Il m’avait dit qu’on lui avait confisqué son téléphone le menteur, cette analyse bien que confuse me met sur la piste d’une entourloupe. En se retournant le rappeur cubain a changé de visage, il porte maintenant le masque de Melchior, mon thérapeute antillais d’un mètre quatre-vingt sept.
« Tiens c’est quelqu’un qui veut te parler » me dit-il en me tendant le téléphone qui est maintenant un combiné posé sur un plateau.
Apeuré par la situation que je ne contrôle plus du tout mais attiré par une irrésistible curiosité, je me saisi de ce dernier, le porte à mon oreille et prononce… allo..?
C’est la voix d’une petite fille au bout…

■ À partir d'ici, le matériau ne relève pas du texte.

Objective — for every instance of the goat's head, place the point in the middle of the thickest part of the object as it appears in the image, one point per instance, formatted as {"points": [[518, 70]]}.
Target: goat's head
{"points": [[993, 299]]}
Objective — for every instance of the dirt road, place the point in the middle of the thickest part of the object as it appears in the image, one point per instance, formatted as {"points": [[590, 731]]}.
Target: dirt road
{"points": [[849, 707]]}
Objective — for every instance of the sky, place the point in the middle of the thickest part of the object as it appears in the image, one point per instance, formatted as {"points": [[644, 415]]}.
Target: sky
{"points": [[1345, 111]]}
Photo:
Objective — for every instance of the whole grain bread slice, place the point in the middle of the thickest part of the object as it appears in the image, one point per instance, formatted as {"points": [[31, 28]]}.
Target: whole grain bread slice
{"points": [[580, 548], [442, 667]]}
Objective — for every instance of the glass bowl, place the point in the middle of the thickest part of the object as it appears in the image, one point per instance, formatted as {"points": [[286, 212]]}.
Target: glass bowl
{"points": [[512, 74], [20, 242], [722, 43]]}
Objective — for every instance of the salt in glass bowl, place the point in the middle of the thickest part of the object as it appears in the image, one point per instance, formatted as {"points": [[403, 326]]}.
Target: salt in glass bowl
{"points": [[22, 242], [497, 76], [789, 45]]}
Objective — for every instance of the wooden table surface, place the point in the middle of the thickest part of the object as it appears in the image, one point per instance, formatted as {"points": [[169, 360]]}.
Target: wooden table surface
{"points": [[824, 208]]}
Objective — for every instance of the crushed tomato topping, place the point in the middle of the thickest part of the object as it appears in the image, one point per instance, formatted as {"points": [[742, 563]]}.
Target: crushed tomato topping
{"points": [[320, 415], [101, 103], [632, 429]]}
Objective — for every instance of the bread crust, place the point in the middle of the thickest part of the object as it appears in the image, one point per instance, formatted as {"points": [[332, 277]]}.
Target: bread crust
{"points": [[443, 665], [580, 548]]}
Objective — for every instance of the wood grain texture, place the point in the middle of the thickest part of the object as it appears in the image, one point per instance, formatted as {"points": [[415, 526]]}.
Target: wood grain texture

-Bonjour, c’est pour te dire que je suis fière de toi.
-Qui es-tu?
-Réfléchis bien…
-Je ne sais pas…
-…si tu sais, mais ça te fait peur de le dire…
-Maman..?
-…oui, c’est moi
-Mais tu as une voix de petite fille
-J’ai toujours été une petite fille, tu sais, toujours. Je te remercie de m’avoir libéré. Je suis fière de toi, ne l’oublie jamais.
Je rends le téléphone à mon psy qui me regarde en souriant. Je lui dit:
« Et Sen Dog, t’étais pas Sen Dog?
-ça aurait été trop facile si tu avais su dès le début…
-Et pour l’histoire du Blunt..?
-Tu as fait ton propre choix, tu t’es validé, tu as pris ta décision selon tes propres curseurs.
-Et les éléphants alors?
-Les éléphants ? Tu les connais mieux que quiconque les éléphants…fais juste attention à l’eau de la piscine qui déborde.
En effet, je sens l’eau qui vient me chatouiller les pieds au bout de mon transat, la piscine est bel et bien en train de déborder et ce n’est autre qu’un éléphant qui nage au milieu, un magnifique éléphant thaï, pas très grand, pas trop gros, juste splendide.
Vous aurez deviné la suite, j’ai ouvert les yeux et constaté que les vagues venaient me lécher les pieds, que j’avais la moitié du corps rouge crevette et qu’un mal de crâne carabiné était en train de naître. Quelle heure était-il ? Où étais-je ? A ce moment là j’en avais plus rien à foutre. J’ai juste marché sur la plage pendant quelques minutes, puis, assoiffé, j’ai fouillé dans ma banane que j’avais heureusement gardé sur moi pendant ma sieste. En y cherchant quelque billets pour m’acheter une boisson fraiche, j’ai remarqué une sorte de papier journal plié. Je n’avais pourtant jamais placé ce truc dedans, j’en étais sur. Je décidais alors de m’approcher de l’eau pour l’ouvrir et ne fus pas étonné lorsque j’y découvris, placé dedans, une petite branche de Thaï grass…
Je crois en la magie, je crois aux rêves, je crois en Yemaya, en l’univers, en la vie. Je décide de choisir, je décide d’être libre et de ne pas me poser trop de questions sur ce qu’il se passe. Je porte la branche à mes narines, ferme les yeux, hume de toute mes forces, expire, puis jette le tout dans la mer et vais me prendre en un jus d’ananas bien mérité.